小さいころはおやじがスカウトという感覚はなかった。出張とかで半年いないこともあったけれど。阪神の時は担当していた選手がよく家に来ていた。関川さん(阪神打撃コーチ)とか田村勤さんとかが来たのは覚えている。そこにぼくがちょこんといた。プロ野球選手が家に来ているっていう感覚じゃなくて、でっかい人が家に来ているなという感じだった。

小学校から本格的に野球を始めると試合から帰ってきてよく報告させられた。今日の成績を伝えたあとに「状況を言え」と。ランナーとかカウントを言って内容を伝えて…そしたら「ふーん、そうか」って。打つ、打たないで怒られることはなかった。

小学校高学年からはおやじがたまに帰ってくると朝練をさせられた。おやじは朝起きるのが早くて4時とか5時に起こされた。それで「ランニングしてこい」、「バット振ってこい」と。帰ってきたら今度は「風呂入れ」。風呂入ったら「飯食え」って朝6時くらいからてんこ盛りのごはんを食べさせられた。野球に関しては後ろからただ見てるだけだった。プロアマの関係もあるし、おやじもそこは一線を引いていた。ただ小さいころに唯一、「お前がもしプロに入りたいんだったら、打つ、打たないじゃなく、スカウトは形を見ているから、そこを意識してやれ」と言われたのはすごく覚えている。
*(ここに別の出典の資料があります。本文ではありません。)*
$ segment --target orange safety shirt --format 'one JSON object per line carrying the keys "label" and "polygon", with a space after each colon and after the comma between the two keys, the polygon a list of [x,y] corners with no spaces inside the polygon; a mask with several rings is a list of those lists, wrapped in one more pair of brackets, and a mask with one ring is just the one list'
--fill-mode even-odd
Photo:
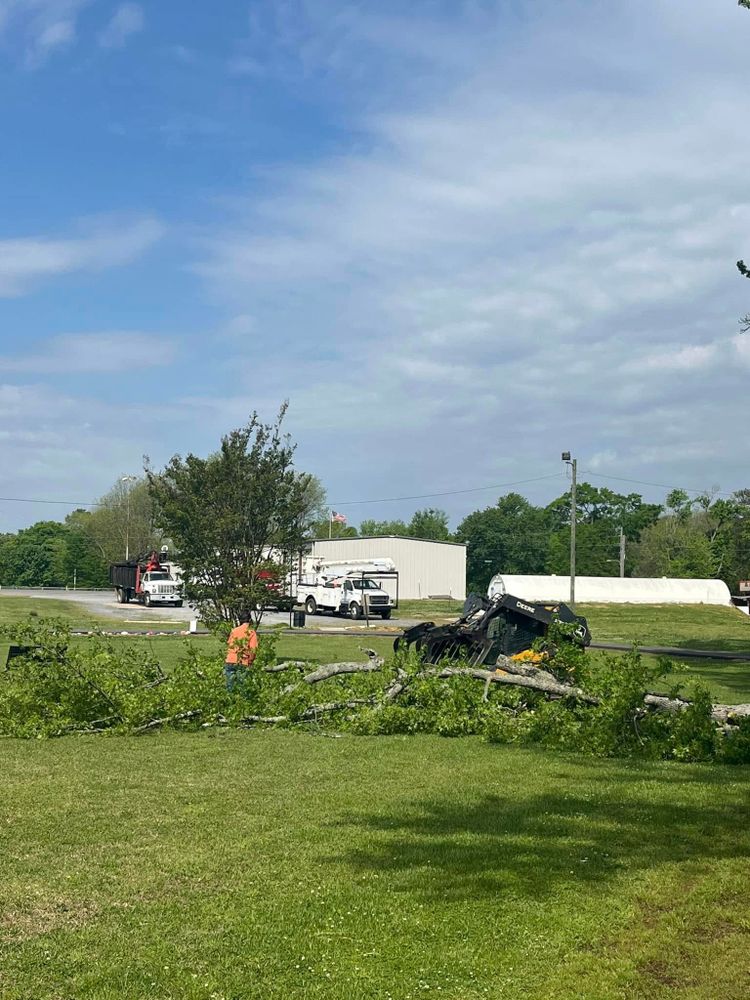
{"label": "orange safety shirt", "polygon": [[258,648],[258,634],[248,625],[238,625],[229,633],[227,642],[227,663],[241,664],[243,667],[252,665],[255,651]]}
私生活にも厳しかったおやじだけど、年をとって兄貴に子どもができると丸くなってきた。厳しいことを言い続けたってことは僕に期待してくれていたんだと思う。今ではすごく感謝している。今年の父の日は一緒に買い物に行った。おやじも年をとって服装に気を使わなくなったから、「好きなもん買っていいぞ」って洋服着させて買ったりした。今後もなんらかの形で親孝行していきたい。

 

◆今成泰章(いまなり・やすあき)1955年(昭30)7月14日、東京生まれ。堀越-駒大。大学時代は捕手で卒業後の78年にスカウトとして阪神へ入団。99年から02年8月まではチーフスカウトを務めた。03年から日本ハムのスカウトを務め、主に関東地区や東北地区を担当。今季でスカウト生活は44年目だった。次男の亮太氏は日本ハム、阪神でプレーした。